Reasons Why Ainge Stood Pat at Deadline

LOS ANGELES – Danny Ainge chose to stand pat at Thursday afternoon’s NBA trade deadline.

Key word: chose.

Ainge had no pressure to make a move ahead of the deadline, and here’s why.

First and foremost, the Boston Celtics are set up for success this season even without making a move. The forecast for the rest of this season says as much.

The Celtics headed into the All-Star break with the third-best record in the Eastern Conference, at 32-23. They have already beaten or nearly beaten every title contender in the league this season (Cleveland, Toronto, Golden State, San Antonio, Oklahoma City, Los Angeles Clippers). Boston has gone 3-6 against those teams with a very narrow point differential of -2.6 over the nine games.

Adding to Boston’s optimism heading into the home stretch of the regular season is the fact that the teams chasing it, namely Atlanta, Miami, Indiana and Chicago, did nothing to strengthen themselves at the deadline. In some cases, those teams may have even taken a step back.

Atlanta reportedly dangled each of its top players not named Paul Millsap in trade conversations. Al Horford, Jeff Teague and Dennis Schröder were all considered to be attainable, though in the end none were dealt. Horford will become an unrestricted free agent at season’s end, while the rest of the group must feel uneasy about their footing in Atlanta. These types of rumors do not typically bode well for team chemistry down the stretch run of a season.

The same could be said in Chicago, where Pau Gasol was reportedly made available in trade conversations. He may now be looking toward his future elsewhere, while the team’s star, Jimmy Butler, is expected to miss the next 2-3 weeks of action with a knee injury.

Miami also has its share of injury concerns. Chris Bosh is currently out of the lineup with health issues and the team has not announced when he will return. Fears have grown around the league that he may miss substantial time.

Miami also was involved in multiple deals at the deadline, but marginally altered its team. Chris Andersen and Jarnell Stokes, both non-factors, were sent packing in salary-dump moves.

Charlotte (acquired Courtney Lee), Detroit (acquired Tobias Harris, Donatas Motiejunas and Marcus Thornton), and Washington (acquired Markieff Morris) all improved at the deadline, but those teams currently trail the Celtics by four, 4.5 and seven games, respectively, with only 27 games remaining. It would require quite a hot stretch for one or more of those teams to supersede the Celtics by season’s end.

Meanwhile, in Boston, there are no signs of a looming demise with its current team. It has been consistent throughout the season with both effort and performance. There should be no expectation that such will change moving forward. In fact, it may only improve as chemistry continues to grow and the team becomes more accustomed to the style of play it has displayed over the past six weeks.

Those are all here-and-now factors as to why Ainge chose to remain idle at the deadline, but even more important are the factors of the future.

Not a whole lot will change for the Celtics over the next four months in regard to its stockpile of assets.
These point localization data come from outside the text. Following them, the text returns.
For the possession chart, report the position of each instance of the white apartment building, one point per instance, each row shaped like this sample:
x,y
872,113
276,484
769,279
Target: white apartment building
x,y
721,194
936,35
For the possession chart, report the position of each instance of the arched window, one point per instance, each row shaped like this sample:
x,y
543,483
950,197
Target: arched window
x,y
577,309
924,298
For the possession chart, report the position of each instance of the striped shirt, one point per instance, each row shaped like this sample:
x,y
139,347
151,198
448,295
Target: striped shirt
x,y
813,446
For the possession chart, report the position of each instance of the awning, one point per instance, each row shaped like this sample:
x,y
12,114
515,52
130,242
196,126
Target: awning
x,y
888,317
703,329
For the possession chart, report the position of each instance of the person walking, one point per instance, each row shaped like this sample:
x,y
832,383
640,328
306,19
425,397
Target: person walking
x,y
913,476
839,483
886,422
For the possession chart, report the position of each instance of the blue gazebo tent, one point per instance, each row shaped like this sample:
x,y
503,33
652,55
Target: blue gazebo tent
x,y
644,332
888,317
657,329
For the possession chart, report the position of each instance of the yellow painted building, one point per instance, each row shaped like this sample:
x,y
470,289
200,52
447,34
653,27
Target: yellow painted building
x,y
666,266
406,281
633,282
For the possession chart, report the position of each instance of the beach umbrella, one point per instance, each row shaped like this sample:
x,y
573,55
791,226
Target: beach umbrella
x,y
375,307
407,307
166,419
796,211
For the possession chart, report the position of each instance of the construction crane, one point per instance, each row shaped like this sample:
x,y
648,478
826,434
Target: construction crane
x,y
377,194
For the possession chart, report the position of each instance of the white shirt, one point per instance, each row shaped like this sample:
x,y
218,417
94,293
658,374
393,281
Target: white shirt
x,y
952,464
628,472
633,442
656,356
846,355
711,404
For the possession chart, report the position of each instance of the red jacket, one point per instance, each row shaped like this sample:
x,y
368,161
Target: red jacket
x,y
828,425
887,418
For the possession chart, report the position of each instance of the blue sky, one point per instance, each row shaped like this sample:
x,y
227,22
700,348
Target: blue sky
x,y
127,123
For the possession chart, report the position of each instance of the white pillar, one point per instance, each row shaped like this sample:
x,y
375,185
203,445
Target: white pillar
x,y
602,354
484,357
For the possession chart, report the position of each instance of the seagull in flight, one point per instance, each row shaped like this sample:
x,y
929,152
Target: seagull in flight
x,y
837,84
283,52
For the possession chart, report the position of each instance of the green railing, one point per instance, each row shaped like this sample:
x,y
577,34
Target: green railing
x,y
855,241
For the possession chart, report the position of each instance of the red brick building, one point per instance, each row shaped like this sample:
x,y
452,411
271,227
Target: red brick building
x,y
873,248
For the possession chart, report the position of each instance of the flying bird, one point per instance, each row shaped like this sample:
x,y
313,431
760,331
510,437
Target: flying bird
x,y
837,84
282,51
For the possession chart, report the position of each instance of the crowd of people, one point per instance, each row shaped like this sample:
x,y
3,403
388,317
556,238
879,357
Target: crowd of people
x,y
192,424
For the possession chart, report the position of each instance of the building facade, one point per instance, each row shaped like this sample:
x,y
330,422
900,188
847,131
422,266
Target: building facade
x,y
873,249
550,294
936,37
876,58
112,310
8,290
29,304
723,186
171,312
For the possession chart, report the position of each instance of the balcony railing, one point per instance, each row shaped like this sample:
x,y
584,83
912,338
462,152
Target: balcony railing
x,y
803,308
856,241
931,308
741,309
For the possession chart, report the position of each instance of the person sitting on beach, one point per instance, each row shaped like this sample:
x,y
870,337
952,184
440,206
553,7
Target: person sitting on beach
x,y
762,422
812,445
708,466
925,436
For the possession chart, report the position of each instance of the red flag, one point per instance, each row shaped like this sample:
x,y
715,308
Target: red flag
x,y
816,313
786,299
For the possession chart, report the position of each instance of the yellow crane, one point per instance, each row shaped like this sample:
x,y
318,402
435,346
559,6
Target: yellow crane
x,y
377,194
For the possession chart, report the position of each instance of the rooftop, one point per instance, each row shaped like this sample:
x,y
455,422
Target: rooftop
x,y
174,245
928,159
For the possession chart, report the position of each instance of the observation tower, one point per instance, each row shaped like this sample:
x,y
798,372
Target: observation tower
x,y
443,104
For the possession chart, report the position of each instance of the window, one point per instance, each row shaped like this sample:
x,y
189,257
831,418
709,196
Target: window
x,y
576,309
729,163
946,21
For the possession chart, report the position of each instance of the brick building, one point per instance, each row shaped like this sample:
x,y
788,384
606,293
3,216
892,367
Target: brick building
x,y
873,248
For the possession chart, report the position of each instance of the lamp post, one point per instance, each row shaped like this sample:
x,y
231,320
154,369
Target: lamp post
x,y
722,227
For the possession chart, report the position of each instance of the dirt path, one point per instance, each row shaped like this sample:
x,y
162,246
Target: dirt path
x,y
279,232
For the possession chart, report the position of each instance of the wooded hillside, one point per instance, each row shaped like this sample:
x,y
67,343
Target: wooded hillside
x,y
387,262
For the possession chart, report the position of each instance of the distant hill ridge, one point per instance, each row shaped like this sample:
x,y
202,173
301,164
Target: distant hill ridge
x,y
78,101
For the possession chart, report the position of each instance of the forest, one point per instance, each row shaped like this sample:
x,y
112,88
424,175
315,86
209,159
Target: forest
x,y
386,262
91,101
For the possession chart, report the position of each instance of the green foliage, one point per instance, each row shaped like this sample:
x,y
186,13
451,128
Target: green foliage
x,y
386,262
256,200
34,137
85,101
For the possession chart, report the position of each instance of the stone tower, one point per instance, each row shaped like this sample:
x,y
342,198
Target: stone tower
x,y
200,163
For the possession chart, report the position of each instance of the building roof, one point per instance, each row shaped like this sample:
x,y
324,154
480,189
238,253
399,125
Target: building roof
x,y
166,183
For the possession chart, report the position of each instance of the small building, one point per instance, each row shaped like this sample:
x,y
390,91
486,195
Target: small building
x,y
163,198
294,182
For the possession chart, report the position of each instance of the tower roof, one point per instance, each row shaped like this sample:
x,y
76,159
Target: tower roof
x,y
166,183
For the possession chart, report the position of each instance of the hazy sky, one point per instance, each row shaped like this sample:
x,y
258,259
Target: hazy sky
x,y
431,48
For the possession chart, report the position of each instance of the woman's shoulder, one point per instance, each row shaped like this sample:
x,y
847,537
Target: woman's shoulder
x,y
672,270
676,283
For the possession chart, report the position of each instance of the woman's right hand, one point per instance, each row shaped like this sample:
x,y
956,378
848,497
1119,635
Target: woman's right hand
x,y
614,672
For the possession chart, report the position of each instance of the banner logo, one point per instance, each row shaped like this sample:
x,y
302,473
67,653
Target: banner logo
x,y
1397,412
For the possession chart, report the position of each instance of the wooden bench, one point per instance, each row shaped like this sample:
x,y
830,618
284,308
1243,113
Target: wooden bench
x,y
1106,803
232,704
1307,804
The draft picks it has loaded up on will not lose any value. In fact, they will likely only gain value once opposing teams know exactly where those picks will fall in the Draft. Take Brooklyn’s unprotected pick that will be relayed to Boston, for instance. No NBA team was going to give up a perennial All-Star player for a pick that could become a top-three selection. Teams want to know it will be a top-three selection before giving up a known commodity of the level Ainge would require in exchange for that pick.

In regard to player assets, much will remain the same for Boston leading up to the Draft on June 23. Jared Sullinger (restricted), Tyler Zeller (restricted), David Lee (unrestricted) and Evan Turner (unrestricted) will head into free agency, but those players likely did not hold a ton of trade value for that exact reason. Sullinger, Zeller, and especially Turner are also key cogs to what Boston has been able to accomplish through its first 55 games.

By not making a trade, Boston also preserves every penny of salary cap space it set itself up to have this summer. As Ainge noted today, the Celtics can be one of the top two teams in the league when it comes to salary cap space this summer if it so chooses to be.

To sum it all up, aside from knowing exactly where Boston’s draft picks will land in June’s pecking order, Ainge’s assets really don’t change from today through June 23. He and the rest of the league’s general managers know that.

They all also know that the Celtics are in strong position to grab home-court advantage in the first round of the playoffs, and potentially beyond.

Add those factors together and you’ll quickly realize why Ainge showcased such patience at today’s trade deadline. His Celtics are set up for short-term success this season, and long-term success heading into the Draft, free agency and beyond.

Ainge was in no hurry to make a deal Thursday afternoon, nor should he have been.